L’environnement à Sainte-Marie de Ré
« Il faut essayer de conserver ces lieux originaux, Sainte-Marie a vu son village s’améliorer, il est plus fleuri de plantes naturelles et du fait de l’absence de pesticides on y retrouve des plantes annuelles. »
« Sur l’île de Ré il y a eu une période où il a été de bon ton de pas mal minéraliser comme à La Flotte du temps de Léon Gendre, aujourd’hui on est confrontés à un vrai réchauffement climatique et il est nécessaire de végétaliser davantage le village pour y offrir une qualité de vie, ce n’est pas facile car c’est du vivant. Jean Paul Héraudeau est en train de végétaliser La Flotte, d’y créer des îlots de fraîcheur, c’est un exemple à suivre. »
« Quand on plante, il y a des conditions à respecter : planter des arbres d’une certaine taille, les arroser, choisir des essences pouvant traverser le temps et aussi en fonction des surfaces. » « Quand on met des plantes dans les venelles, il faut aussi les arroser ! Les roses trémières sont à accompagner, car elles ont tendance à disparaître du fait de leur prise au vent, avant on les accompagnait par des tuteurs.

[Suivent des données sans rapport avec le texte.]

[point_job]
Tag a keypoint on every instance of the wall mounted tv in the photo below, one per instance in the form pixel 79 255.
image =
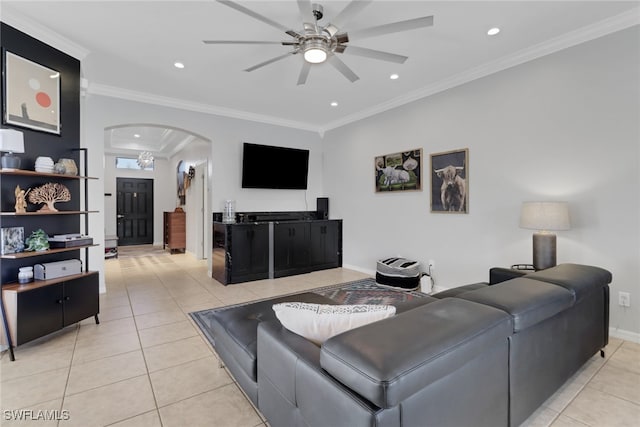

C’est une belle signature de l’île, qu’il faut préserver. »
Parmi les très beaux espaces naturels maritais cités par Dominique Chevillon figurent le parc Montamer, le bois des Tamaris, le bois de La Salée, le sentier des cinq paysages, sans oublier Les Grands Prés et leur petit marais d’eau douce sur leur partie supérieure (en cours de préemption par le Conservatoire du Littoral, avec 70 propriétaires cela prend beaucoup de temps).
En résumé, « Sainte-Marie bénéfice d’une biodiversité et d’espaces naturels extraordinaires, il convient déjà de s’attacher à conserver ce niveau de qualité environnementale. »
Parmi les questions posées par le public : les causes de dégradation de la biodiversité, la place d’Antioche qui aurait pu être plus végétalisée et davantage dans la concertation (« les plantations vont pousser, il faut leur laisser le temps et douze arbres ont été plantés », de plus « il y a eu deux réunions publiques », a précisé Philippe Laulanet), la présence cyclique de vélelles sur la côte et de physalies dangereuses, la dangerosité des euphorbes même s’il y a très peu d’accidents, la volonté de créer un collectif des roses trémières pour aider les néophytes à les accompagner… Le débat s’est poursuivi autour d’un verre de l’amitié.